Lost in Austin

It ain't the size of the crowd, it's what you make of it

I've just returned from a lovely trip to Austin. I don't much miss the heat or humidity, but while I was there I got to thinking. Y'see, Santa Fe, Austin is undoubtedly a wonderful town when it comes to music, and it's only natural for our fair city—in all its alt-country/regular country/Americana-ish country glory—to look to such an exciting bastion of music as a sort of beacon by which to guide ourselves. This is, however, problematic. Not only are we much, much smaller in terms of things like population, venue numbers, young people, opportunities and good old-fashioned H20, there's a certain level of professionalism among many Austin musicians that I'm just not sure we've reached here just yet. Yikes...now you hate me. More so.

Anyway.

Take, for example, this club The White Horse. As my colleagues in drinking and I stumbled into this fantastic country bar, we were all blown away by this five-piece band called Them Duqaines. Not only did these guys strike a perfect balance between Hank Williams and Dwight Yokam-style country, they knew how to work the crowd. Young, old and all parts in between, the audience danced (and I mean danced) their asses off. I'm not talking about a few people swaying outside the rhythm here, either. I'm talking 200 people who knew what they were doing and energetically appreciating stellar musicians in a tremendous display of two-stepping the likes of which I've never seen. Them Duqaines dressed the part as well, and looked so awesomely authentic that it was almost like taking a time machine back to the heyday of classic country.

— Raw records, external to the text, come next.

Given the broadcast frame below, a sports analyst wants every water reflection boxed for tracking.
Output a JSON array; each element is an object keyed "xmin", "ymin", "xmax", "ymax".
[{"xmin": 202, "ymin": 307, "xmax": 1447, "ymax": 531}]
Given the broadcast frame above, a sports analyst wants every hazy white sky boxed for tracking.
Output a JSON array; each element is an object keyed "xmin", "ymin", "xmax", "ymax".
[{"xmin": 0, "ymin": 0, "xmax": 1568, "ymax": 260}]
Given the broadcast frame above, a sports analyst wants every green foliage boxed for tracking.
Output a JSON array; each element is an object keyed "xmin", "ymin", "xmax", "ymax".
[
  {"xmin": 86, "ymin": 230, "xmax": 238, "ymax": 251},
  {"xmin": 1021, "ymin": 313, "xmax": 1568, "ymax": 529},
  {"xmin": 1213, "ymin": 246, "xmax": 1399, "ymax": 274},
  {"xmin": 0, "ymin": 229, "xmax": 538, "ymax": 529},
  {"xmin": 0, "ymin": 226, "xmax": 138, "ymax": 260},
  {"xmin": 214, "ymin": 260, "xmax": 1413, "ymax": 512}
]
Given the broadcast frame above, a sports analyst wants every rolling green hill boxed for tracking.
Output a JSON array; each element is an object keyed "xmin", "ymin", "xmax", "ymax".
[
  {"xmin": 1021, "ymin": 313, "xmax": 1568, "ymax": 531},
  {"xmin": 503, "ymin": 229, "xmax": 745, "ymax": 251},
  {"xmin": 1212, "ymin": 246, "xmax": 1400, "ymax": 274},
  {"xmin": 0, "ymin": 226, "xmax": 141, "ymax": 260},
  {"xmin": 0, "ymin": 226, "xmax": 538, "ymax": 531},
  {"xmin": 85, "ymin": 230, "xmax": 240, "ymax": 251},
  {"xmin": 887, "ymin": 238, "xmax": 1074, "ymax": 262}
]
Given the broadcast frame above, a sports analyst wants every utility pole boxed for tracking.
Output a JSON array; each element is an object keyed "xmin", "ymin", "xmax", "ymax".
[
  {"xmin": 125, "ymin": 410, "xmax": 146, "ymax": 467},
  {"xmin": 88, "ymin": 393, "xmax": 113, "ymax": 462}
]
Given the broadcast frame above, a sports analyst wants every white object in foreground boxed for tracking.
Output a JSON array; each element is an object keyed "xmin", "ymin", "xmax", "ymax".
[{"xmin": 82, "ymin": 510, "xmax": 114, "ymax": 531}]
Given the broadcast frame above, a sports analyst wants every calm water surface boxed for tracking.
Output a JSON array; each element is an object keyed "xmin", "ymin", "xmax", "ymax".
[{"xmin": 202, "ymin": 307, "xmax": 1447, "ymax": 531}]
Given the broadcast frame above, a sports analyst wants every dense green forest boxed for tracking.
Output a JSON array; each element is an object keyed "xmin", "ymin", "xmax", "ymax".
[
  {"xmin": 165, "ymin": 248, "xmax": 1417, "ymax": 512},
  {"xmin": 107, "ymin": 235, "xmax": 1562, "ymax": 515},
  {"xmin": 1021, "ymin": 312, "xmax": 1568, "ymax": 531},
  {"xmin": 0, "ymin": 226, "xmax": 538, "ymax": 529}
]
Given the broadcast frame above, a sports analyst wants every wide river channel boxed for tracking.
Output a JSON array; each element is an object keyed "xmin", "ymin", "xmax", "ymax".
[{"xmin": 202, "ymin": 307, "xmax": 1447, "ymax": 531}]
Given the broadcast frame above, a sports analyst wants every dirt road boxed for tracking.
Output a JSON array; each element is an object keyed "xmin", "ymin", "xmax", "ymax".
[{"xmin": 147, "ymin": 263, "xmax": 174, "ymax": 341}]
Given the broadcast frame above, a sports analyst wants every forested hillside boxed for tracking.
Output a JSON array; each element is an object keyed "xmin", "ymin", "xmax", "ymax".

Nearby, club after club stood with their doors opened wide and the sounds of any kind of music you can imagine blared out. Some venues contained audiences, others didn't, but even those bands who played solely for the sound guys and the bartenders were playing and working their hardest.

At another club called Hotel Vegas, a band that I was too drunk to catch the name of and featuring Austin favorite, Johnny Walker, played to a noticeably small handful of hipster hopefuls with the type of reckless abandon usually reserved for packed dance floors. Granted, this was a more contemporary and introspective Americana style, but the point remains the same—they brought their A-game regardless of who worshipped them or who was or wasn't paying attention. And this may just be what will keep Santa Fe from seriously approaching an Austin-caliber scene. In Austin, it seems like everyone and their brother has a band, and whether it's because of or in spite of this, it would appear that hardly anyone considers themself quote/unquote special. Really, these musicians can afford to behave this way. With the recent-ish influx of tech startup money, the music festival boom and about a gazillion musicians all operating within a finite universe, Austin seems to facilitate an unspoken understanding that, despite the city's famous love of music, nobody is owed an audience and certainly nobody is outright owed a living.

There's been a Waylon Jennings quote making the Facebook rounds lately that says something to the effect of, "Don't do it for money and don't do it for the attention," and it's this sentiment that must be learned before Santa Fe can even begin to look outward at what works for other cities. It's often been said that for a town our size, we have no right to complain about the music scene. On the one hand, this is true; we do have a lot of music. On the other hand, if bands that operate within the music capital of the Southwest manage to do their damnedest without attempting to impress anyone and without explicitly expecting anyone to care, it seems they might have unwittingly hit upon the reason so many claim to play music in the first place: because it's fun.

OK, so maybe you're not all millionaires and maybe y'all sometimes feel slighted by where you are professionally or what the local rag says about you. But maybe instead of focusing on these things or audience numbers or what whoever-the-hell thinks about your band, you can focus on how it's pretty damn lucky to work and make money in the music business at all. That apparently works for the musicians of Austin, and it's obvious everyone thinks they're really cool.